Wednesday, October 3, 2007

The butler's story

2.5 hours writing, 0.5 hours meeting, 0.5 hours emailing, 0.5 hours planning, page count = 133

Had a great phone conversation with Miguel Angel Centeno, whose Blood and Debt was one of the original inspirations for my project. His main suggestion was provocative and right on: rather than starting with theory and getting to Colombia in later chapters, I should start with an anecdote about the security forces in conflict with each other, and build up from there. In other words, rather than making the reader wait to find out the butler did it, tell the butler's story: start with what happened, then explain why and draw out the broader implications. Makes a lot of sense.

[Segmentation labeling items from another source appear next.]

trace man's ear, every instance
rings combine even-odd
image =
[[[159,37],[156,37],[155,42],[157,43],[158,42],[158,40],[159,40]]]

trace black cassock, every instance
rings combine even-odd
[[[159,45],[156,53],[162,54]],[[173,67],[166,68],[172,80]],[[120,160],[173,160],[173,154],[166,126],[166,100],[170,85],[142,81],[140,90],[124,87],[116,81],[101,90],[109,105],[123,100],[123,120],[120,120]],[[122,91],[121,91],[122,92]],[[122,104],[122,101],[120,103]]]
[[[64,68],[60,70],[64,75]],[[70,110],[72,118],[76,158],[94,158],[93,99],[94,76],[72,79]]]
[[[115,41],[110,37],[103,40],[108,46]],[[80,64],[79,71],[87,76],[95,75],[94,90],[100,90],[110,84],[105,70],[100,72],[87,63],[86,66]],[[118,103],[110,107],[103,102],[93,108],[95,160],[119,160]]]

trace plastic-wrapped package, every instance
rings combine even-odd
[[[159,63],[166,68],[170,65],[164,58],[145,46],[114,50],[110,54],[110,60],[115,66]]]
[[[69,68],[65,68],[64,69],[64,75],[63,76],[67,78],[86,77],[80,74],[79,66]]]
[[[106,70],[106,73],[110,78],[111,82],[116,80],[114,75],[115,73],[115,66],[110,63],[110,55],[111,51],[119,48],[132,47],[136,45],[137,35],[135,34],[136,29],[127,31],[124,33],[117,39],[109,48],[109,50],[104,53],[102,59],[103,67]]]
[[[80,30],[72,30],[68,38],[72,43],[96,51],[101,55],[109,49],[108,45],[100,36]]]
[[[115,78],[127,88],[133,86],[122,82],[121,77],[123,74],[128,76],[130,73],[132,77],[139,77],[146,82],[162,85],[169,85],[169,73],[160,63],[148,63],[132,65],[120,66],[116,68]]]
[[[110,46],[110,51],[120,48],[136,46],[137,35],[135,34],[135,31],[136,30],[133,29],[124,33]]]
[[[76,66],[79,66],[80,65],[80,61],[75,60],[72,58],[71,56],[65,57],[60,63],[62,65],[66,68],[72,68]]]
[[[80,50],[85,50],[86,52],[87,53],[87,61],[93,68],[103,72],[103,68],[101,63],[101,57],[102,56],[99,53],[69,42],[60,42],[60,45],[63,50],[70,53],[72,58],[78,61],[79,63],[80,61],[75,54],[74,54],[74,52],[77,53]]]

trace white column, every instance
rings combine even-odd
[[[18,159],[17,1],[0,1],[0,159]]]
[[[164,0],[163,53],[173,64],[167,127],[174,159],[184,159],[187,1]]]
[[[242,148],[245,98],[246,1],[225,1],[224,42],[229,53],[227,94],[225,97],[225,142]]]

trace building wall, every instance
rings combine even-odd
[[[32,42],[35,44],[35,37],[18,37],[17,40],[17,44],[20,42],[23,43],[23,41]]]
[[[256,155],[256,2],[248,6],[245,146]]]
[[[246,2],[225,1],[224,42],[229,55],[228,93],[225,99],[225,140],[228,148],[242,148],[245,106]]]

In terms of writing, I'm in a bit of a holding pattern waiting for my trip to Colombia, so I dedicated today to bringing my bibiolography up to speed. All the sources that are mentioned in the manuscript are now accounted for in the bibliography, and 90% of them are complete and correct. It's that kind of thing that can trip you up in the very end, so I'm glad to get on top of it now. I also reviewed Berkeley's guidelines for the final manuscript; I'll definitely have my work cut out for me during my trip to the Bay Area in December clearing all the bureaucratic hurdles.

1 comment:

Laura Sumner said...

Good work! Sounds like he gave you a great idea from a writing standpoint- all the better for future publication!

Good idea to work on the editing if you can't work on the writing- much better not to be stuck doing it up until the last second.